Mais dans un état de guerre, les seules décisions à prendre sont celles prises par l'exécutif – et pas seulement à Paris. Même dans l'État français centralisé, la crise a braqué les projecteurs sur des fonctionnaires dotés de pouvoirs territoriaux – préfets, maires et présidents de région – qui disposent d'un certain pouvoir discrétionnaire pour exécuter les politiques dans leurs juridictions.

Les médias offrent également une plateforme aux scientifiques du Conseil Scientifique (organisme nouvellement créé pour conseiller l'Elysée sur la pandémie), ainsi qu'aux dirigeants syndicaux et aux chefs d'associations professionnelles dans des domaines tels que la santé, la distribution, l'agriculture, les services publics et transport. Face à l’indignation du public face à la pénurie de masques et d’équipements de protection, ainsi qu’à l’absence de tests, les syndicats de médecins ont saisi le Conseil d’État, le plus haut tribunal administratif de France, qui a pour l’instant rejeté leurs demandes. Néanmoins, les professionnels de la santé jouissent d'un nouveau pouvoir politique: le gouvernement a enfin promis de répondre aux besoins du secteur hospitalier – en déroute depuis des années – grâce à un plan d'investissement massif après la crise et, dans l'intervalle, un soutien financier immédiat pour cette première ligne de défense contre COVID-19.

Pour toute personne qui n'est pas dans le domaine du leadership exécutif, des soins de santé ou des fonctions de soutien, la guerre contre COVID-19 appelle à l'humilité.

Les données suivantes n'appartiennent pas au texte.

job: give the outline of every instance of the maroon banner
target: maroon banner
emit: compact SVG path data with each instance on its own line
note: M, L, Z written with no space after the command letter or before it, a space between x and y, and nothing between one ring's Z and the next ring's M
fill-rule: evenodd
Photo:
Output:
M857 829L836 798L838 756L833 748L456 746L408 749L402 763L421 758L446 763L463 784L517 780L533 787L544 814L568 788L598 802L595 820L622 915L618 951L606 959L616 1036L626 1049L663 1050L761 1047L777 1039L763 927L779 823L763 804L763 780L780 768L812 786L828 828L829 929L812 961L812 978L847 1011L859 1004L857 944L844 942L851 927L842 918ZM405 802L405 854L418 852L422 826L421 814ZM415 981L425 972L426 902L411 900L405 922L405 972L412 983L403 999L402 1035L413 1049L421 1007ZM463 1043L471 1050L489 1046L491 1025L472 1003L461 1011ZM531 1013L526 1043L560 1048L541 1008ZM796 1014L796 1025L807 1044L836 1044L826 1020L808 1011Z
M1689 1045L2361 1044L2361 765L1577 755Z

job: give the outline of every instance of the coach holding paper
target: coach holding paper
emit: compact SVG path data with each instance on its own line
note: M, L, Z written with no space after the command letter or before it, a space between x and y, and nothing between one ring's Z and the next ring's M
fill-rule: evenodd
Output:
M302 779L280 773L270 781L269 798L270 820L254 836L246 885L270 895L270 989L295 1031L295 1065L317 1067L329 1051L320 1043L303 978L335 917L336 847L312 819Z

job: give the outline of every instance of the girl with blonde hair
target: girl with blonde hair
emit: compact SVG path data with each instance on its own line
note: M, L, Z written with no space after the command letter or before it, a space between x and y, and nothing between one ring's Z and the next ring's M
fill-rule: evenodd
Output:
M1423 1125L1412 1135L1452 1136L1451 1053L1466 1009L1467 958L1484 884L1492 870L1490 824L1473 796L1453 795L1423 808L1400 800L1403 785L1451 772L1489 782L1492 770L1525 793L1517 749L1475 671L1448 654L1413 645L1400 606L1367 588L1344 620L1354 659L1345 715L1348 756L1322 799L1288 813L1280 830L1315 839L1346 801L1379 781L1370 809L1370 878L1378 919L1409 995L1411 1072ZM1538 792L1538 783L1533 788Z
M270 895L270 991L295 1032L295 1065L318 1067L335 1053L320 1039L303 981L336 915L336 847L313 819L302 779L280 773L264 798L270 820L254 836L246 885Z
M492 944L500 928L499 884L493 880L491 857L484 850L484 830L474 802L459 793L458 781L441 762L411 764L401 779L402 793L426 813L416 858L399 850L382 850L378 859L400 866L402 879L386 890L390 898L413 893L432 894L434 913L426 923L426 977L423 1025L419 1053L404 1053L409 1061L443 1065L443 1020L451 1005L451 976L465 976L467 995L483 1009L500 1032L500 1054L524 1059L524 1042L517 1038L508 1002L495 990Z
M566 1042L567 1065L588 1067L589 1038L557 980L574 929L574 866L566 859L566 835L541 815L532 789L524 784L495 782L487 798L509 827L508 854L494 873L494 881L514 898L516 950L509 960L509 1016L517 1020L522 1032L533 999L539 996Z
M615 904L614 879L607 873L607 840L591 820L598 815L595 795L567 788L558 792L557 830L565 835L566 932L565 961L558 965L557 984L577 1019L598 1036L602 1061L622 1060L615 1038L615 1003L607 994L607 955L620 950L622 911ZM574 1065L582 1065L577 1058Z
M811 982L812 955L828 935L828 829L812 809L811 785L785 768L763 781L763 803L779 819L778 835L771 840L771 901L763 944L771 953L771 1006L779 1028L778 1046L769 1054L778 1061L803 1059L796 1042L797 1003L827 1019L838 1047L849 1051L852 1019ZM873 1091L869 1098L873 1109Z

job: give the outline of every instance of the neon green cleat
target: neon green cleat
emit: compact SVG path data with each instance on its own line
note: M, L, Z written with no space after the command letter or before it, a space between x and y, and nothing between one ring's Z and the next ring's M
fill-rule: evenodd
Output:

Par ailleurs, le gouvernement français a mis en place d'importantes mesures de stabilisation économique à travers son paquet de 45 milliards d'euros pour aider les entreprises et les salariés à traverser la crise. Les mesures comprennent l'assouplissement de la législation du travail française et le report des impôts sur les sociétés et les salaires. Le gouvernement a également créé un fonds de 300 milliards d'euros garanti par l'État pour les prêts bancaires aux entreprises et a demandé aux entreprises de ne pas verser de dividendes cette année. Mais alors que le gouvernement français pousse à une plus grande solidarité au niveau européen pour relancer l'économie après la fin de la crise, la guerre en France est menée principalement contre la mort, pas contre la récession.

Il n'est donc pas surprenant que les citoyens français soient pessimistes et anxieux. Soixante-cinq pour cent pensent que Macron et son gouvernement « n'en font pas assez » et 47% déclarent ressentir de la colère face à la gestion de la crise par le président. Même la hausse attendue de la popularité du président est en fait assez faible compte tenu des circonstances. Mais personne n'en profite: seuls 27% des Français considèrent les partis d'opposition «à la hauteur» de la lutte contre la pandémie, alors que les maires et préfets s'en sortent beaucoup mieux, avec 69% et 50% respectivement. Alors que l'anxiété augmente parmi les citoyens trop vigilants coincés chez eux, la politique est tombée sur un territoire inconnu. Pour toute personne qui n'est pas dans le domaine du leadership exécutif, des soins de santé ou des fonctions de soutien, la guerre contre COVID-19 appelle à l'humilité.